UNIVERSAL CITY -- Ahman Green has no problem starting at the bottom. He started his NFL career as a wedge buster on the Seattle Seahawks' special teams in 1998, despite being a third-round draft pick. But his hard work led him to be a Pro Bowl running back, and he eventually racked up six 1,000-yard rushing seasons, including a career-high 1,883 yards for the Green Bay Packers in 2003.
Green's minor role in Rob Schneider's "Big Stan" in 2007 could be considered the Hollywood version of a wedge buster. But no role is too small -- a valuable lesson 20 current or former NFL players learned while participating in the first Pro Hollywood Boot Camp at Universal Studios this week.
Players including the Rams' Steven Jackson, the Ravens' Terrell Suggs and the Jets' D'Brickashaw Ferguson were given a crash course on the ins and outs of the movie industry -- from directing to lighting, acting and editing.
And while some players had an "Oh man, this seems pretty cool" look as they rubbed elbows with Eva Longoria and Felicity Huffman -- who took time away from their "Desperate Housewives" shoot in the neighboring lot to hang out with the fellas -- you could tell Green was serious about making this a second career.
Even if he has to start at the bottom again.
"It's everything I thought it would be," Green said. "I'm happy, just like I was in training camp with my helmet clicked, the smell of grass in the air and all of that. This is the same type of thing. I could do this for the rest of my life."
Green's interest in movies stems back to his childhood when his parents introduced him to horror movies like "Friday the 13th" and "A Nightmare on Elm Street." (I suppose we should pause to decide if Green's parents deserve a stern talking to, or consideration for best parents ever. I'm leaning toward the latter.)
Fewer movies scare him today. Most are either too hokey, or just not scary enough. So now he wants to write his own horror movie.
Nowadays, he watches behind-the-scenes features on DVDs, which allows him to break down the moviemaking process like he broke down film as a player. Books on screenwriting have become his new playbook.
Green won't share any of his pitches -- not that I can blame him for that. But he did say he has some werewolf/vampire pictures in mind, along with coming-of-age movies. He even finds himself waking up at night to jot down a note or an idea.
And while he loves the horror genre -- one of his favorite movies is "Alien" -- his true passion is comic books. Or more to the point, Batman (Green is a big fan).
"I love the way Christopher Nolan has taken him into that dark reality," Green said. "No negatives to Val Kilmer and George Clooney, but there are no more goofy colors, but rather a realness."
Green's dream gig is to be a part of the Batman storyline. DC Comics introduced Batwing in 2011 as part of Batman Incorporated and he was given his own graphic novel in the company's New 52 reboot (which Green is a huge fan of as he's already invested in over 10 titles). Green would relish a chance to bring him to the screen (though I would suggest pitching this as a TV series; I'd sign up to see it).

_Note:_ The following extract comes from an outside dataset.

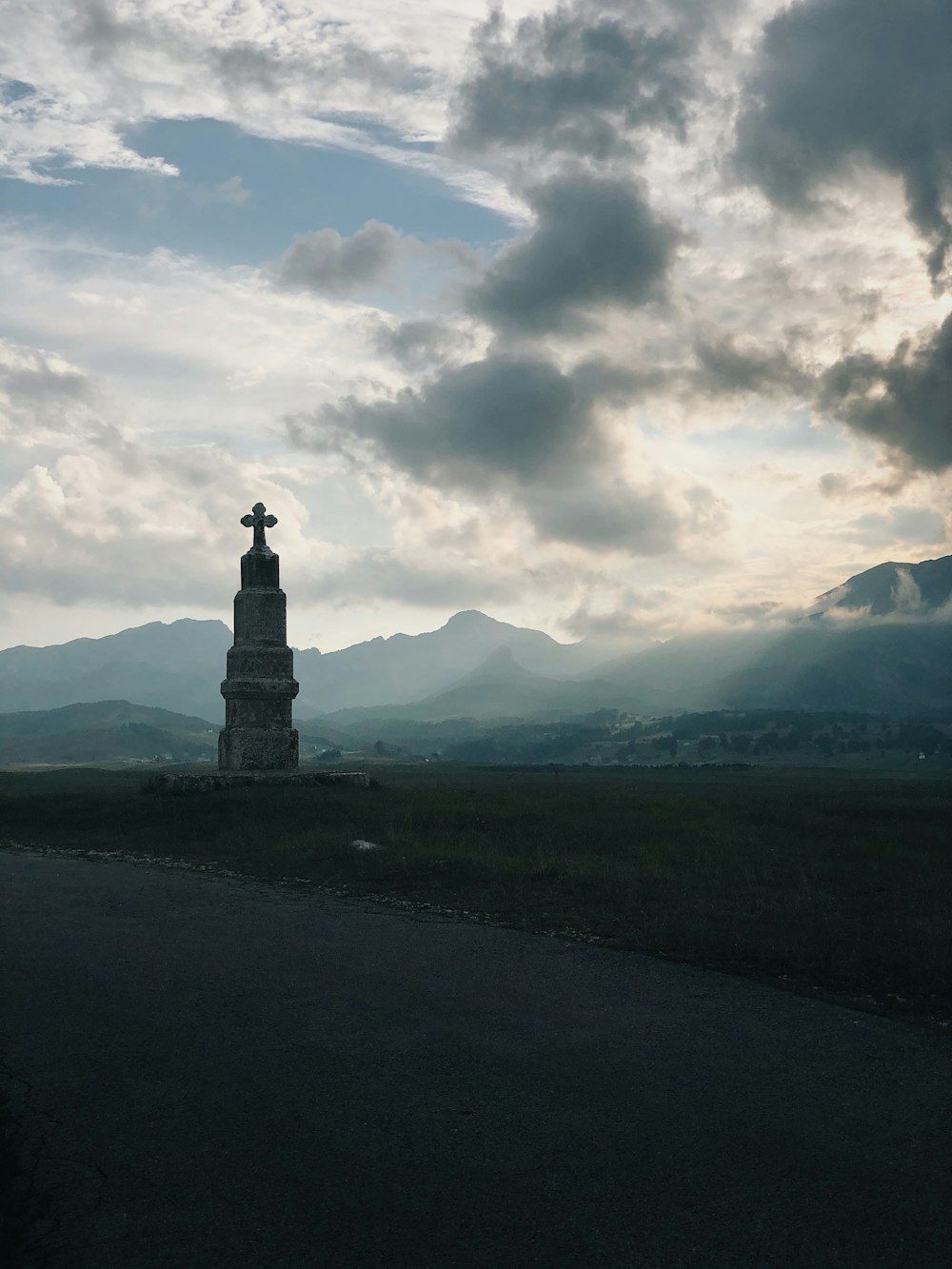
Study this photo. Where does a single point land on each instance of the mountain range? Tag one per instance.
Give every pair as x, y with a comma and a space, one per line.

Or maybe he could play John Stewart of the Green Lantern story arc, if they ever revive that franchise.
"I have a friend of a friend who knows the director of the Green Lantern," Green said. "If I had to do that before Batman, I would do it. Or I would be willing to do anything, whether I'm a gaffer or a grip.
"I put the same effort into football, and I'll put the same effort into this."